One day, when I refused to hear an importunate tenant, and declared that I had been persecuted with petitioners ever since my arrival, and that I was absolutely tired to death, the man answered, “True for ye, my lard; and it’s a shame to be troubling you this way. Then, may be, it’s to Mr. M’Leod I’ll go? Sure the agent will do as well, and no more about it. Mr. M’Leod will do every thing the same way as usual.”
“Mr. M’Leod will do every thing!” said I, hastily: “no, by no means.”
“Who will we speak to, then?” said the man.
“To myself,” said I, with as haughty a tone as Louis XIV. could have assumed, when he announced to his court his resolution to be his own minister. After this intrepid declaration to act for myself, I could not yield to my habitual laziness. So much had my pride been hurt, as well as my other feelings, by Captain Crawley’s conduct, that I determined to show the world I was not to be duped a second time by an agent.
When, on the day appointed, Mr. M’Leod came to settle accounts with me, I, with an air of self-important capability, as if I had been all my life used to look into my own affairs, sat down to inspect the papers; and, incredible as it may appear, I went through the whole at a sitting, without a single yawn; and, for a man who never before had looked into an account, I understood the nature of debtor and creditor wonderfully well: but, with my utmost desire to evince my arithmetical sagacity, I could not detect the slightest error in the accounts; and it was evident that Mr.

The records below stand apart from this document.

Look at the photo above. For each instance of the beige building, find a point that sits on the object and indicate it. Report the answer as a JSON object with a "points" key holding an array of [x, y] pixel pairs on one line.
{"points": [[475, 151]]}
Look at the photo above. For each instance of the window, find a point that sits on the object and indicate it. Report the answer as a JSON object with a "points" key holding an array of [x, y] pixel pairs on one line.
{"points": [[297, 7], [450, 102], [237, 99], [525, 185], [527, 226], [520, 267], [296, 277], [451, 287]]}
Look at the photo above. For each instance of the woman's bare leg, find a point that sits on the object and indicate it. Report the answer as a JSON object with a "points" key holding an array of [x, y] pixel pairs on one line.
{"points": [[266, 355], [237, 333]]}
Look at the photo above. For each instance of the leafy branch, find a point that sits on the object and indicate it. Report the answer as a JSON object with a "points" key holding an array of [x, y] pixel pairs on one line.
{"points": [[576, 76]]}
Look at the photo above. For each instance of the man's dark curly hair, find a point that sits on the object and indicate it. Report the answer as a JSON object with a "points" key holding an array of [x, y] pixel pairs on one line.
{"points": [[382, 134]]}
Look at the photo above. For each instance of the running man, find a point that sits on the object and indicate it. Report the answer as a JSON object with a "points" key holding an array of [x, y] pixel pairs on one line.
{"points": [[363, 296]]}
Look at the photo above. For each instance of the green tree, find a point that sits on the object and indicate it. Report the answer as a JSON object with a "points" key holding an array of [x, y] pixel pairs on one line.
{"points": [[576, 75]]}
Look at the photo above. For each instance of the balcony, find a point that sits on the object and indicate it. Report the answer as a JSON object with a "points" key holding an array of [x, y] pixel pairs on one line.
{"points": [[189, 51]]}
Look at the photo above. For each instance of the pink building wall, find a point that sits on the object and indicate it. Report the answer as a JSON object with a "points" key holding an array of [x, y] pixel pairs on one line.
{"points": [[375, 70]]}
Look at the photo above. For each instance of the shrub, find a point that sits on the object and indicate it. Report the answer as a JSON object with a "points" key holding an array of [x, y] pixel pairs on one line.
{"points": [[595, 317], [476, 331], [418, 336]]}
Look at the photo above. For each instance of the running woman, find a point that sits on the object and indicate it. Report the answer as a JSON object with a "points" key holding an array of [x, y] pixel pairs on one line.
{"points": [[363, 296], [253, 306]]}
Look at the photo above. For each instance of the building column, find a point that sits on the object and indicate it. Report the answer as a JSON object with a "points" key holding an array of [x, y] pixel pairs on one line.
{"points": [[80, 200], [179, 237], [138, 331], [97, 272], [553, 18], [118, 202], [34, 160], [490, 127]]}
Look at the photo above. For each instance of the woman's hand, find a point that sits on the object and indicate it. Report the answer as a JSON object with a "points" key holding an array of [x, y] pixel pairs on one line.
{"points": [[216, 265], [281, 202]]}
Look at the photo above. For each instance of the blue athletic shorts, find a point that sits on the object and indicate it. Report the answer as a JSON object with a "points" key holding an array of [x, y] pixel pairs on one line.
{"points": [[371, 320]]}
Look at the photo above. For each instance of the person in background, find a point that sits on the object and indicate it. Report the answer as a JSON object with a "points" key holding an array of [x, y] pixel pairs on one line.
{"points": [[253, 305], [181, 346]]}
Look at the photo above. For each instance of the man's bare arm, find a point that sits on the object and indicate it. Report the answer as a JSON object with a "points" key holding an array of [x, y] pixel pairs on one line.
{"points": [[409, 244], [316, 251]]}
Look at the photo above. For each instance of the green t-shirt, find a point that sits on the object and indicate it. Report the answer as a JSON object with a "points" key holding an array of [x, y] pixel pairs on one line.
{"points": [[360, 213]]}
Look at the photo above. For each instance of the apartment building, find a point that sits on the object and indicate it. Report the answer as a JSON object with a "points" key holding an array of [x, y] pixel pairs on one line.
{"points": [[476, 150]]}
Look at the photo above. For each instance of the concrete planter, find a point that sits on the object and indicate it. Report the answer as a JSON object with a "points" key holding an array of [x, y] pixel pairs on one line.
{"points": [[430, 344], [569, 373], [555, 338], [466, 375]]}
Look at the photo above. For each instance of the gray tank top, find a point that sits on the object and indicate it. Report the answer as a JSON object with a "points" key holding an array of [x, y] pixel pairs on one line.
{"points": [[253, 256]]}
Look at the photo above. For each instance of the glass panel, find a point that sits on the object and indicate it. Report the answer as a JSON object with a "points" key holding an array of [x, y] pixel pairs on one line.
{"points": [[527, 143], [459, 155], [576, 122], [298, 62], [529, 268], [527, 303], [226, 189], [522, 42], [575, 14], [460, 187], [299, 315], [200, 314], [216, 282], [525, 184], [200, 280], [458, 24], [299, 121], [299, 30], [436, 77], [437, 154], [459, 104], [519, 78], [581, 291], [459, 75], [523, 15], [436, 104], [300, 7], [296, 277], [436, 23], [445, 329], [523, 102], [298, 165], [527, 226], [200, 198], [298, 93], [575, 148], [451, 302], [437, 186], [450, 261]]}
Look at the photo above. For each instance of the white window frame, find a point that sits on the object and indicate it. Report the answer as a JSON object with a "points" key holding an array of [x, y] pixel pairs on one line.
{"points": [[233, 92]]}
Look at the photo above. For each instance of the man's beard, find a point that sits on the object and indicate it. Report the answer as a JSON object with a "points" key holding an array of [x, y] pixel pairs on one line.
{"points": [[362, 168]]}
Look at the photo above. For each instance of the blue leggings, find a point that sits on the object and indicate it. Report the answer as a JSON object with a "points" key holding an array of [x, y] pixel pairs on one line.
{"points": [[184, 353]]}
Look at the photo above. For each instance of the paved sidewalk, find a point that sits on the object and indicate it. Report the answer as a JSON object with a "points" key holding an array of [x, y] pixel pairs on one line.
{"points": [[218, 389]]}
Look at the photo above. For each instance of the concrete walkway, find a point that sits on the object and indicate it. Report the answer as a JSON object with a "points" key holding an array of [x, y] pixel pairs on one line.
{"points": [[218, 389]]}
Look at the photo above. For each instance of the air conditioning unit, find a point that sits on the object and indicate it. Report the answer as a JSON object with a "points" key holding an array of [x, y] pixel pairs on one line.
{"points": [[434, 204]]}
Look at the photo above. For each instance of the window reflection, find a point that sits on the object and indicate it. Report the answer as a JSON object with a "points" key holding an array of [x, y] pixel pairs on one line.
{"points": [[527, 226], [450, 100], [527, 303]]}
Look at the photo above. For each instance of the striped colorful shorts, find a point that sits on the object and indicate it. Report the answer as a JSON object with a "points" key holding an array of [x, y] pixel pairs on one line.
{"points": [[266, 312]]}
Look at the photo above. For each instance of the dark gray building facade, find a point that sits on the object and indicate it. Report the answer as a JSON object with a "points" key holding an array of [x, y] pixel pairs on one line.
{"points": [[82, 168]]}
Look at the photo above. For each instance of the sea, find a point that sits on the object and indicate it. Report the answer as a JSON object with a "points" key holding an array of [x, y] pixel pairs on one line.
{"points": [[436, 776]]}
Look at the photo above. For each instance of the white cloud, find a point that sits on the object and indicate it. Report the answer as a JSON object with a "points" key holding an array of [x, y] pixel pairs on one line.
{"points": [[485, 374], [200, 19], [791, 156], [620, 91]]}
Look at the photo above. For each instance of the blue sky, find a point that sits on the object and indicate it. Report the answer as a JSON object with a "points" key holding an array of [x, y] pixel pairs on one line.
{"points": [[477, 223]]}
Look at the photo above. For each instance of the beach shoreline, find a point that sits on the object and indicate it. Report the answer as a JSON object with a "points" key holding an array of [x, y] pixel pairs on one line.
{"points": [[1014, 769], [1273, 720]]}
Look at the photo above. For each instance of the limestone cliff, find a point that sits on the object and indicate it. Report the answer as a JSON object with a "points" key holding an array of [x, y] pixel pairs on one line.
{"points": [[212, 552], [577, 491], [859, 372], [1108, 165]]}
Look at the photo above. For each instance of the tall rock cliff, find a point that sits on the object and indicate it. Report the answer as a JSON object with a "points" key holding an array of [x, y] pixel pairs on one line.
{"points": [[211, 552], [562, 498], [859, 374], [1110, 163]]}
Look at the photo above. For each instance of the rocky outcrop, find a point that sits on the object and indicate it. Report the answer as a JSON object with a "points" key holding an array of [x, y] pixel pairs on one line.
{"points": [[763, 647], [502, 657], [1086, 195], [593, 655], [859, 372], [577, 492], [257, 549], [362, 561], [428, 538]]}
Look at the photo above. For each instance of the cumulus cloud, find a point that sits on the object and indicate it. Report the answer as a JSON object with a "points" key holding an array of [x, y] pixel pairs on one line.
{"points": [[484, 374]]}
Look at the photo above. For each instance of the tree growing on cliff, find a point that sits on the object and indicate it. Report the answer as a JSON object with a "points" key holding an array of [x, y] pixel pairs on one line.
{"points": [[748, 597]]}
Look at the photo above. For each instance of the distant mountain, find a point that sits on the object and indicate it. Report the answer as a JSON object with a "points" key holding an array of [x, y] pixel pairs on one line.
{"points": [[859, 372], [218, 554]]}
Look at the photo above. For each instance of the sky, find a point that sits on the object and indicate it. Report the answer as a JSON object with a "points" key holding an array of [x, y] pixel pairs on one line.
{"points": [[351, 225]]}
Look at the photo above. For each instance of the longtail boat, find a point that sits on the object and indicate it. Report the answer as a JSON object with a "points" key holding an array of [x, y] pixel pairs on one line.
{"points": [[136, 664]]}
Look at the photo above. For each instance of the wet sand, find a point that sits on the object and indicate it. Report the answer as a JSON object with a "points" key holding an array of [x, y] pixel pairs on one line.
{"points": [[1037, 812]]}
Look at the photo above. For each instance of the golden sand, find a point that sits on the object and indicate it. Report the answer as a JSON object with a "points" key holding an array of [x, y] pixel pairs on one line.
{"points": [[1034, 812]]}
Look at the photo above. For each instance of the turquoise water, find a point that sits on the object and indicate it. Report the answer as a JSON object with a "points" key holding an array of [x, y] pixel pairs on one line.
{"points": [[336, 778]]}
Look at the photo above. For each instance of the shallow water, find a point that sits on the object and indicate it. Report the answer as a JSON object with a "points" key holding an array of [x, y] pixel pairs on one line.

M’Leod was not Captain Crawley; yet, rather than believe that he could be both an agent and an honest man, I concluded, that if he did not cheat me out of my money, his aim was to cheat me out of power; and, fancying that he wished to be a man of influence and consequence in the county, I transferred to him instantly the feelings that were passing in my own mind, and took it for granted that he must be actuated by a love of power in every thing that he did apparently for my service.
About this time I remember being much disturbed in my mind, by a letter which Mr. M’Leod received in my presence, and of which he read to me only a part: I never rested till I saw the whole. The epistle proved well worth the trouble of deciphering: it related merely to the paving of my chicken-yard. Like the King of Prussia,[79] who was said to be so jealous of power, that he wanted to regulate all the mousetraps in his dominions, I soon engrossed the management of a perplexing multiplicity of minute insignificant details. Alas! I discovered to my cost, that trouble is the inseparable attendant upon power: and many times, in the course of the first ten days of my reign, I was ready to give up my dignity from excessive fatigue.
CHAPTER VIII.
Early one morning, after having passed a feverish night, tortured in my dreams by the voices and faces of the people who had surrounded me the preceding day, I was awakened by the noise of somebody lighting my fire. I thought it was Ellinor; and the idea of the disinterested affection of this poor woman came full into my mind, contrasted in the strongest manner with the recollection of the selfish encroaching people by whom, of late, I had been worried.